Here’s a startling statistic, according to a national institute the incarceration rate in Indiana is growing at a rate second only to Texas. That’s why Wednesday local and community leaders gathered at the Vigo County Public Library. They heard jail data just released Wednesday, from the VERA Institute of Justice, a nonprofit that studies incarceration.
“What we know is that no state’s jail population had grown so dramatically as Indiana’s in more than a decade,” Outreach Director and Public Affairs Strategist for VERA Institute of Justice Jasmine Heiss said.
Jail overcrowding is nothing new to Vigo County. But Wednesday local leaders and residents gathered to hear VERA Institute of Justice an independent nonprofit national research and policy organization.
We picked a handful of places where a, the problem is pervasive but b, we also see opportunities for reform. And certainly, we are behind the ball in places like Vigo County,” Heiss said. “There are many other counties that have already invested in incredibly expensive jail expansion projects.
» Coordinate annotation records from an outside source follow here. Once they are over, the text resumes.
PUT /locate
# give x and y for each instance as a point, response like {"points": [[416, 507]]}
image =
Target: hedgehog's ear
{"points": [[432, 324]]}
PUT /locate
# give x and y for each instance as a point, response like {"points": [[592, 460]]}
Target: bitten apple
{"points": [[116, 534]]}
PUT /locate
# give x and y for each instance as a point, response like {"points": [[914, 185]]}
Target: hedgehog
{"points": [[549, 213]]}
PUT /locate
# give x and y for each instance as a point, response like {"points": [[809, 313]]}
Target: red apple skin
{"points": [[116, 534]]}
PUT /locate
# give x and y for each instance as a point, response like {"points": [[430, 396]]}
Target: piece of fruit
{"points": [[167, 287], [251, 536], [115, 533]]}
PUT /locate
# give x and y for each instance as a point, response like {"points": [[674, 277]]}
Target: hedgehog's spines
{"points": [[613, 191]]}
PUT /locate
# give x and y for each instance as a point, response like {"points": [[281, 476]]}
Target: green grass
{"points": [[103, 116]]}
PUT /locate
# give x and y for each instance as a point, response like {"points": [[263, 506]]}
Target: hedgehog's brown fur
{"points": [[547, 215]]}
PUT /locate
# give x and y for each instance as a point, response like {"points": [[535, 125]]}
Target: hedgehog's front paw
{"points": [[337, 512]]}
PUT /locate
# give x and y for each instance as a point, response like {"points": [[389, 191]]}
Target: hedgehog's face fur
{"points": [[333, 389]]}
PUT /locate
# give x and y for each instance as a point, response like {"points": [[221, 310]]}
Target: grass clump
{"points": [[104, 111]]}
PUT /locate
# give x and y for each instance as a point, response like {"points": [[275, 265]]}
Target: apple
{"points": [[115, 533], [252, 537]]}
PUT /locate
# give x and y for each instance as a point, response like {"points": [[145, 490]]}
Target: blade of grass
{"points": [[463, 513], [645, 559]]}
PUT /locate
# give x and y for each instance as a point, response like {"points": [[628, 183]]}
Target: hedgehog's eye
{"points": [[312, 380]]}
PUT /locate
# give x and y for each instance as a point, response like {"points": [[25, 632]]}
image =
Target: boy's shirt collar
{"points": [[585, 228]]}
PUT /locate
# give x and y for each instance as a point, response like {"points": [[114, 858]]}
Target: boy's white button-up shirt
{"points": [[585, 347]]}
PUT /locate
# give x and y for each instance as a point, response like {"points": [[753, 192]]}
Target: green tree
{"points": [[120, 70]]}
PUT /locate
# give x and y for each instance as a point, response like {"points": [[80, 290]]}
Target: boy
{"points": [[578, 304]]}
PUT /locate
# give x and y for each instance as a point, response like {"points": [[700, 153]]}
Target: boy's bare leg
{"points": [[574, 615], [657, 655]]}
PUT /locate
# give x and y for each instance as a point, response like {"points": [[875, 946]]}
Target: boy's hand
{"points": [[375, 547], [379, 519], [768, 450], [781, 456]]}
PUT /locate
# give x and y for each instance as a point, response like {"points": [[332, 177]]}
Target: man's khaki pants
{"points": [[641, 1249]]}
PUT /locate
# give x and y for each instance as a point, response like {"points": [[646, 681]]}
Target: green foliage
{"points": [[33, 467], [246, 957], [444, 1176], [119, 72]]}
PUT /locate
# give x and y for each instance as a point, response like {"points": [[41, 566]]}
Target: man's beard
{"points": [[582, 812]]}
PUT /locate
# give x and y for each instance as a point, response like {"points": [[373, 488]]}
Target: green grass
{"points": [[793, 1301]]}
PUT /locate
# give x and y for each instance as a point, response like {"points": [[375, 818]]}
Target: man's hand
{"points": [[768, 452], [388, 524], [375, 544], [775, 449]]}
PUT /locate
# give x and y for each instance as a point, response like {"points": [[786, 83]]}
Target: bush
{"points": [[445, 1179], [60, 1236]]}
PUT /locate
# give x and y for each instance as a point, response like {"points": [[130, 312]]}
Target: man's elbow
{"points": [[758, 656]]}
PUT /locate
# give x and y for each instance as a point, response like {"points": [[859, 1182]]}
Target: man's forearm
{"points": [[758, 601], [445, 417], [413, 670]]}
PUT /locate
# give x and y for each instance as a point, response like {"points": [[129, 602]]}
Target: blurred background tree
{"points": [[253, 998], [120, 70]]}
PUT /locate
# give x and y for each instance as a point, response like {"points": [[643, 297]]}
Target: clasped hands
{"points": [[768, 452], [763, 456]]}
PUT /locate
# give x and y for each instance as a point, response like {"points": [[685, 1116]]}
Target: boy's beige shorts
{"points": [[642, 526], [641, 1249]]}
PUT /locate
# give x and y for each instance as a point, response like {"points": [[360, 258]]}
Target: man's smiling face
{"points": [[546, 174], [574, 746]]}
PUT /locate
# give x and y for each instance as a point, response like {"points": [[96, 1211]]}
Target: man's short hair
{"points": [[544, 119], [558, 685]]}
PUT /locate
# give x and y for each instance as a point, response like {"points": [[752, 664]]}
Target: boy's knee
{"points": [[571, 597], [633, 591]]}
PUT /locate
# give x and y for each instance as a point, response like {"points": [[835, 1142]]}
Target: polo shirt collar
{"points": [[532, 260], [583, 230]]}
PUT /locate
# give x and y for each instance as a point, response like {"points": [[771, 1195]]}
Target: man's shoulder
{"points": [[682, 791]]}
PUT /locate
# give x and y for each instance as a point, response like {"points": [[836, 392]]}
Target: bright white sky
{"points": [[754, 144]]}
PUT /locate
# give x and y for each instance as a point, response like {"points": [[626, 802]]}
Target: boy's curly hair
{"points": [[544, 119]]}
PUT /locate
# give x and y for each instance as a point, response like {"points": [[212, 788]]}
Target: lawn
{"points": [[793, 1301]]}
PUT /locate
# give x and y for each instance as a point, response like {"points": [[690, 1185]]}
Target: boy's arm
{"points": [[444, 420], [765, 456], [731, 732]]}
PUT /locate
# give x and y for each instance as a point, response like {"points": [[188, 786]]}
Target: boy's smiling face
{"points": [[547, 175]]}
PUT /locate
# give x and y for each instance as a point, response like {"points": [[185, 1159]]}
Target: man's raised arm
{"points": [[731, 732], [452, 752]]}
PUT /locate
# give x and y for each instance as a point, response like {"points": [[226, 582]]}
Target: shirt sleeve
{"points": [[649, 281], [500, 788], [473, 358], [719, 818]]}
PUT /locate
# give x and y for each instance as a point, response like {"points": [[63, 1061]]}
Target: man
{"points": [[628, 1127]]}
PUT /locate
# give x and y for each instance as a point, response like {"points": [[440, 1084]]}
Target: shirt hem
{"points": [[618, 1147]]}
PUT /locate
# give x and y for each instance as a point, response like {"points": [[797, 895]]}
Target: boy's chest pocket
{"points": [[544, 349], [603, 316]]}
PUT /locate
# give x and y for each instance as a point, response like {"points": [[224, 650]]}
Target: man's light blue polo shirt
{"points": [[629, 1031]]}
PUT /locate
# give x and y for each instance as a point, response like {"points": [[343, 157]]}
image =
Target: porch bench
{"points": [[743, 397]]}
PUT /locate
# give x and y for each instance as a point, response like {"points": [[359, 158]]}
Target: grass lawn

So now it’s stemming the tide of what is becoming a worse problem in places around the county.
Its goal is to make jail information public and to help tackle America’s mass incarceration.
Indiana is the 2nd in the country for growing incarnation rates just behind Texas.
One of the reasons for the spike stems from state policy that makes county jails house level 6 felons, according to the VERA Institute,
Plus, the study also blames the high number of people missing pretrial court dates.
“Today it’s smaller cities and rural counties that have the highest rates of incarnation and in Indiana an estimate from the Sheriff’s Association is that approximately half of Indiana’s counties are building or planning jails,” Heiss said.
For those in attendance the statistics were overwhelming.
“It was an eye opener to see how we compare to other communities that you would think would have a high incarceration rate,” Vigo County Commissioners Brendan Kearns said. “That I look to gain from this how can we improve our systems even more to kind of keep people from being in jail so long.”
“We need to improve but she’s here because we have a real opportunity in Vigo County to change that going forward,” Vigo County Councilmember Lisa Spence-Bunnett said.
More than 80 people attended the meeting however, only a handful of those were local leaders.
“The community is certainly exhausted with the whole topic but it’s because there hasn’t been meaningful dialogue of the options and alternative,” Vigo County Tax’s Payers Association President Charlie Williams said. “And the conversation hasn’t been joined by our elected officials’ period. 2 of 10 attended.”
Over the next few days members of VERA will meet with local officials and members in the justice system to learn more about the county’s jail problem.
Vigo County leaders are currently considering several properties for a new jail that has been ordered built as part of a federal lawsuit.
A status report from the county on the progress of the new jail is due to the federal court April 30, and decision on a location must be made mid-May.